The 1-inch-diagonal external screen on the front cover shows 65,000 colors and displays the time, battery life, signal strength, voicemail/message status, and caller ID (where available). You can also customize it with different background colors and screensavers. Just below the screen, you'll find the camera lens and a flash to its right. You can use the external display as a viewfinder for self-portraits but only when the phone is closed. The speakerphone grille is above the screen, along with a tiny LED that shows your mobile's connection status. Overall, the mobile's exterior closely resembles the Sanyo PM-8200's.

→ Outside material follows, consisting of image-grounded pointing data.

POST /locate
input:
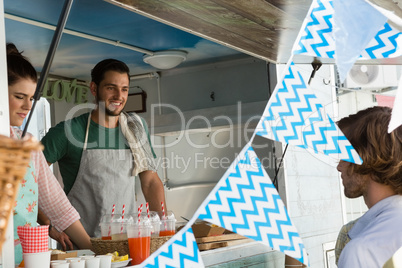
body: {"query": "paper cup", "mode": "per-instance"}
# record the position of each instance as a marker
(71, 259)
(59, 265)
(105, 261)
(37, 260)
(58, 261)
(77, 263)
(92, 263)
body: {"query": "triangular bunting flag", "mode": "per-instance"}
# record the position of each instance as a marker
(295, 116)
(246, 202)
(316, 36)
(180, 251)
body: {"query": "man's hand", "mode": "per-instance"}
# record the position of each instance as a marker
(62, 238)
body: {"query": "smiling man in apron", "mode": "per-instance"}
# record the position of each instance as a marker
(100, 153)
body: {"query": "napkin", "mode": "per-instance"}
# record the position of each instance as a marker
(34, 239)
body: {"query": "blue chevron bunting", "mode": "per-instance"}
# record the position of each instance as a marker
(294, 116)
(180, 251)
(246, 202)
(316, 37)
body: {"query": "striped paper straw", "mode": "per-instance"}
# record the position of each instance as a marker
(122, 218)
(163, 211)
(163, 215)
(111, 219)
(139, 220)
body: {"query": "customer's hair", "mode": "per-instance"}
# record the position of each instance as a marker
(98, 72)
(18, 67)
(380, 151)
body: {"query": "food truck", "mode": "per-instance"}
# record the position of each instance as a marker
(202, 73)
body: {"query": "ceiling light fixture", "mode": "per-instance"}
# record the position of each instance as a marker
(166, 59)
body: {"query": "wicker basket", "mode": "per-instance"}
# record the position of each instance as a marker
(102, 247)
(14, 160)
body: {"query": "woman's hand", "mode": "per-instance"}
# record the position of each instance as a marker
(62, 238)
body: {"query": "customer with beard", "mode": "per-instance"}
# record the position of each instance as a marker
(376, 235)
(100, 153)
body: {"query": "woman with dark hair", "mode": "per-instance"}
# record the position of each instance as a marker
(376, 235)
(39, 188)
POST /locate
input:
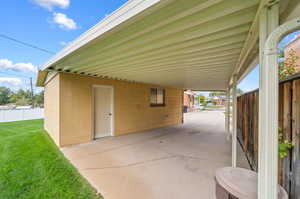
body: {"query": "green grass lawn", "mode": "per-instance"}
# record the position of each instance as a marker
(31, 166)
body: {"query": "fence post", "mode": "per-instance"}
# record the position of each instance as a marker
(234, 122)
(268, 107)
(227, 114)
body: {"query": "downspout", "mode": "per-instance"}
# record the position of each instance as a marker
(268, 127)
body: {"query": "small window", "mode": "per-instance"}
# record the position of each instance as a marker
(157, 97)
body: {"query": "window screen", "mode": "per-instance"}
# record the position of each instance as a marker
(157, 97)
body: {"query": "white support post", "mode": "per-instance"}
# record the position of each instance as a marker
(268, 109)
(227, 114)
(234, 122)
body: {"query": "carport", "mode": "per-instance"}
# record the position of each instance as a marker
(188, 44)
(172, 162)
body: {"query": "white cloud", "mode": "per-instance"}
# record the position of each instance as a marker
(11, 80)
(64, 22)
(49, 4)
(20, 67)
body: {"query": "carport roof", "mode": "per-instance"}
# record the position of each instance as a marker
(191, 44)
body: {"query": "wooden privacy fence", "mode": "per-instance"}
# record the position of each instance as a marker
(289, 122)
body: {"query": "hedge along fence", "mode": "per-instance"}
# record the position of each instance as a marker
(289, 122)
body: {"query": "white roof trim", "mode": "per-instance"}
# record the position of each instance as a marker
(125, 12)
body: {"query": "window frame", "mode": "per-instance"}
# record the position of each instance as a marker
(156, 97)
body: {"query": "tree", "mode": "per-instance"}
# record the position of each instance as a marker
(201, 99)
(5, 94)
(289, 65)
(216, 93)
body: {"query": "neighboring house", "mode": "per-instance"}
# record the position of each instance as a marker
(128, 72)
(294, 45)
(218, 100)
(189, 100)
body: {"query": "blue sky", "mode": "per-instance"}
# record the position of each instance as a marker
(48, 24)
(251, 81)
(51, 24)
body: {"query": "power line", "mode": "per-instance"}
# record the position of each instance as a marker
(26, 44)
(14, 74)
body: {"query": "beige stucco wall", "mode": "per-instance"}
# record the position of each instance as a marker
(132, 111)
(52, 117)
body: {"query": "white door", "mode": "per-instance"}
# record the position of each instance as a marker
(103, 105)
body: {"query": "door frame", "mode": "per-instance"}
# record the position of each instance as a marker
(112, 124)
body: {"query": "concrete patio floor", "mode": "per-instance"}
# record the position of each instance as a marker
(177, 162)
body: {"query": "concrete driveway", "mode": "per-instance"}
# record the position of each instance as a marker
(176, 162)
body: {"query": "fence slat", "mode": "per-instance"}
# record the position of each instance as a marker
(295, 183)
(286, 124)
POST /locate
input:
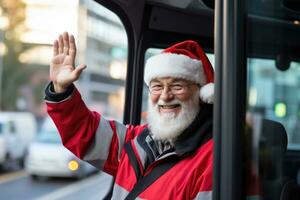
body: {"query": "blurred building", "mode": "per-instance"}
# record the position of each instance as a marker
(101, 44)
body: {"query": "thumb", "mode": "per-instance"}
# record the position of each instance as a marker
(77, 71)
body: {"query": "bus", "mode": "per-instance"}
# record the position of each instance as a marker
(254, 47)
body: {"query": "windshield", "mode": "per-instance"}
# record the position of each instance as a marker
(49, 136)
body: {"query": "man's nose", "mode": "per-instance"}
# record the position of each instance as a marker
(166, 94)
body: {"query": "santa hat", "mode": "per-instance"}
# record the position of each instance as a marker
(184, 60)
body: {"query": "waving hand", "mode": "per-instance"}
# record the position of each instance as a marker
(62, 70)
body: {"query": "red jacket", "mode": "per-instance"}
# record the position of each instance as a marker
(100, 142)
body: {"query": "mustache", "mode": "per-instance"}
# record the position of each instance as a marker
(163, 103)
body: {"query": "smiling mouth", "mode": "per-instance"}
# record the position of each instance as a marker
(169, 106)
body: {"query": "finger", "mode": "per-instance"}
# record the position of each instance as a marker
(72, 50)
(60, 44)
(55, 47)
(77, 71)
(66, 43)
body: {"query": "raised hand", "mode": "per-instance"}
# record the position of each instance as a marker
(62, 70)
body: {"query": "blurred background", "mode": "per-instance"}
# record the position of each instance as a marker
(27, 31)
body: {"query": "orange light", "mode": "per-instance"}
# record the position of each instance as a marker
(73, 165)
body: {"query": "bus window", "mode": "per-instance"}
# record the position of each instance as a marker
(27, 31)
(272, 142)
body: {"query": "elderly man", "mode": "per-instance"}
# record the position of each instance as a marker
(171, 157)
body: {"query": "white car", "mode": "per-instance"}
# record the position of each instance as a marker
(47, 157)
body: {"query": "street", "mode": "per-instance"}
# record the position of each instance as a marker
(18, 185)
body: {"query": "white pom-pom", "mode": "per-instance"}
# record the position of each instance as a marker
(207, 93)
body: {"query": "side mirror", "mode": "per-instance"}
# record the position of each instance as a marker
(283, 62)
(292, 5)
(208, 3)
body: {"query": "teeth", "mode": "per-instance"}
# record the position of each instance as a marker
(169, 106)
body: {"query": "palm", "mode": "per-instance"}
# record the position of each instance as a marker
(62, 70)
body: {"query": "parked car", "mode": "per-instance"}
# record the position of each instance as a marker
(17, 130)
(47, 157)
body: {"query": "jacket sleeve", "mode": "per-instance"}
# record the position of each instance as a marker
(85, 133)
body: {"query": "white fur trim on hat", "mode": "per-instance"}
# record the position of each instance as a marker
(174, 65)
(207, 93)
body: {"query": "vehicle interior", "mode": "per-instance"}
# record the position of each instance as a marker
(268, 72)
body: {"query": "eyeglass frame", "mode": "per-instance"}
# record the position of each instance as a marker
(170, 88)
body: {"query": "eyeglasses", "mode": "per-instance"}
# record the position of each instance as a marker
(177, 89)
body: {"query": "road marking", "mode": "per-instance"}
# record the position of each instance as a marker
(12, 176)
(67, 190)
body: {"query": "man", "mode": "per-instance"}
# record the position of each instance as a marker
(172, 156)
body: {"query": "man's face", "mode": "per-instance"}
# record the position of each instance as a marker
(173, 105)
(167, 90)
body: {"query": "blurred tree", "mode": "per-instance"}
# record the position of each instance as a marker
(14, 75)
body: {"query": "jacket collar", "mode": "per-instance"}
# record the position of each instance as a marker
(192, 137)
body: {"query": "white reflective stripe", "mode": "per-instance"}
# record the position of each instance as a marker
(141, 152)
(99, 150)
(207, 195)
(121, 130)
(120, 193)
(254, 197)
(48, 101)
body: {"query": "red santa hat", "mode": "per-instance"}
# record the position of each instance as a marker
(184, 60)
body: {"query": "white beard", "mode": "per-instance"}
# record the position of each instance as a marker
(168, 126)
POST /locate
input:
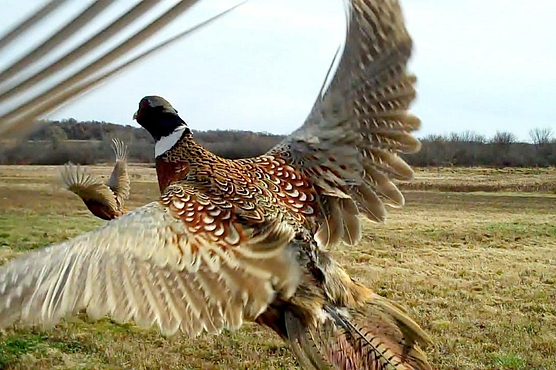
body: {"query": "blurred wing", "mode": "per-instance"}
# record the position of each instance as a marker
(350, 143)
(87, 186)
(20, 77)
(184, 262)
(119, 179)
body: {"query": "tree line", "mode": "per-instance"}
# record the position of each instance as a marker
(88, 142)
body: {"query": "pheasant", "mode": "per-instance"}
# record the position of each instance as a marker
(231, 241)
(105, 201)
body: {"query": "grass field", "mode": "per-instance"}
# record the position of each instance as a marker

Flip open the Sanyo MM-8300, and you're greeted by a colorful 1.7-inch-diagonal screen. Although it displays 65,000 colors just as well, the hues seem more vibrant, and the images and text appear sharper with its 176x220-pixel resolution, which make viewing Web pages on this handset a real treat. The numerical keypad and navigation controls are adequately sized and well spaced. To navigate through the easy-to-use menus, there is a five-way toggle with a center menu/OK key. The toggle--which acts as a shortcut to the address book, downloads, messaging, and one user-defined feature--is flanked by two soft keys, a Back button, and a dedicated camera key. Below them are the Talk and End keys, as well as a speakerphone activation button--always a nice touch. Kudos aside, dialing by feel was a bit difficult, since the number keys are set flush with the phone's surface.
Other controls on the Sanyo MM-8300 include a headset jack; a volume rocker; a voice recorder button that also accesses Sprint's Ready Link service on the left spine; a camera activation key; and a side call button that lets you make calls without opening the phone on the right side.The MM in the Sanyo MM-8300 stands for multimedia, and the phone doesn't disappoint in this area. You get a 300-contact phone book with room in each entry for six numbers, as well as an e-mail and a Web address. For caller ID purposes, you can pair a contact with a photo or one of 11 polyphonic (72-chord) ring tones. You're not limited by voice calls, as you can keep in touch with family and friends via text and multimedia messaging, instant messaging, e-mail, and Sprint's Ready Link two-way radio service. Other features include voice memos; voice dialing for up to 30 names; a speakerphone; a vibrate mode; a WAP 2.0 Web browser; and a host of PIM goodies, such as a calendar, an alarm clock, a calculator, a stop watch, and a world clock. For business users, the Sanyo MM-8300 offers PC syncing, although you'll have to purchase a USB cable to do so. We were disappointed by the lack of integrated Bluetooth--or at the very least, an infrared port--in such a high-end phone.
Although we would have liked to see the Sanyo MM-8300 come equipped with a megapixel camera, its VGA-quality camera was admirable and packed with features and options. You can take pictures in three resolutions (640x480, 320x240, and 160x120) and three quality settings (Fine, Normal, and Economy). In addition, you can choose from five modes--Normal, Night/Dark, Beach/Snow, Scenery, and Soft Focus--and three shutter sounds, including a silent option and one that says "Cheez." It also has a 20X zoom, a 5- and 10-second self-timer, and a multishot function, and you can customize photos with color tones and one of four fun frames. The MM-8300 took decent pictures, and the flash helped especially for dark or nighttime shots. Once you have your images, you can save them to the phone's 2MB of internal memory, assign them to caller ID, use them as wallpaper, send them to contacts via multimedia message or e-mail, or transfer them to your PC via a USB cable. In addition, you can upload them to Sprint's Picture Mail Web site to share with family and friends; you can even order prints.